Monday, June 4, 2007

An Open Letter to Blogger

Hi Blogger, we’ve met a few times in the past, but it was under a different name. I’ve tried the blog thing before and as predicted I just didn’t have the stones for it. But I got a kick out of our time together Blogger, and I figure if you’ll have me, I’d like to give it a shot again.

A lot has changed around here since we last spoke. First of all, congratulations on the Google thing. I was just commenting to a friend of mind that the one thing I needed in life was another email address. He had said, yeah, but the only way I’d ever get one is if someone forced me. We laughed at the idea of a company making it necessary to get a new email address in order to use a free service. Well I suppose the last laugh is on me now. I’d have to say that looking around the place things are bit more streamlined, which is always good. Unless of course you enjoy the baroque sensibilities of blind links and surveys, miscoded pictures and strange directions for hosting video. I did, but I’m strange.

It's always strange when you start fresh in someplace new. School, work, a new apartment, it doesn't matter. It's hard to get used to a new place while all you can think about is the old place. The old place might be an apartment with paper thin walls with neighbors who fight constantly in languages you can't even identify, with carpet like cardboard, and a smell that is maddeningly indescribable. And this is not a normal smell, this is a smell that forces you to invent creative multi-hyphenate descriptions in order to explain it to outsiders you are warning as they enter the apartment for the first time. Things like rotten egg-foot sweat, or old beef-used diaper. Earthy.

The point is, you might not like the old place, but you can’t help but get sentimental because despite the problems you may have had once, for a time that place was yours.

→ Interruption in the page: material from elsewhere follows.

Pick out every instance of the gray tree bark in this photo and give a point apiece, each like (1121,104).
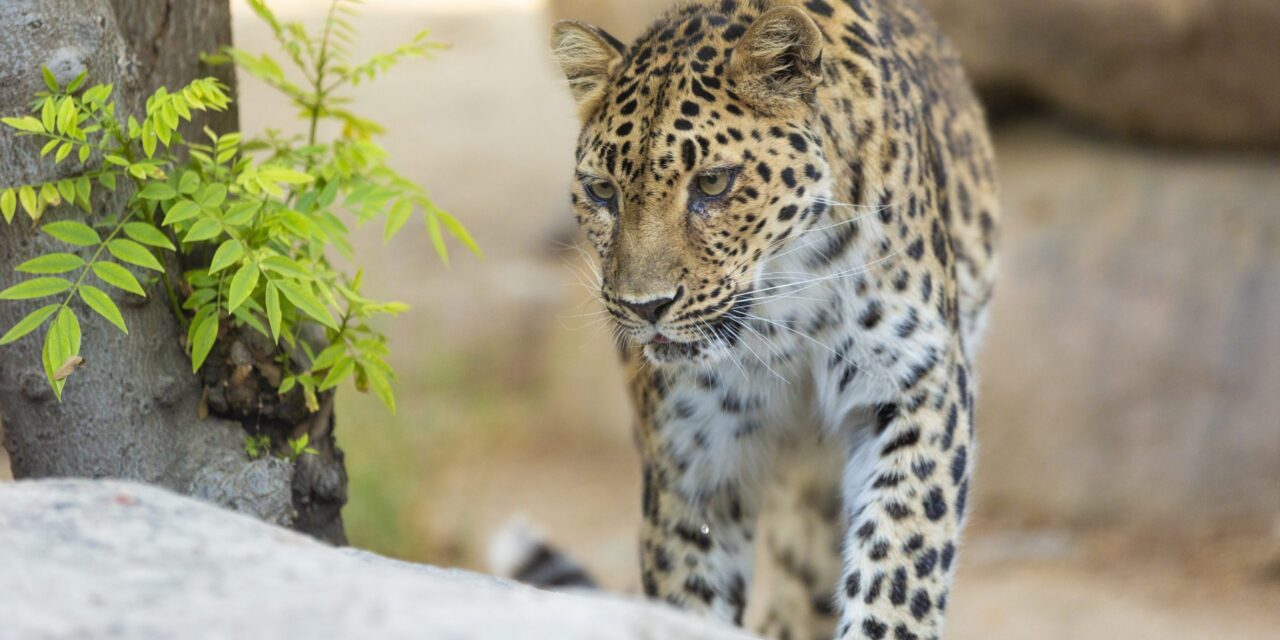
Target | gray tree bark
(135,410)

But that is the past now, and it’s time to look forward. I hope that in working together we can make something special. In the absence of something special, I would be happy to make something with passable grammar. In the absence of passable grammar I guess I would settle for okay grammar and help with my crippling homonym problem. That doesn’t seem impossible does it? I don’t think so, but I can’t wait to find out.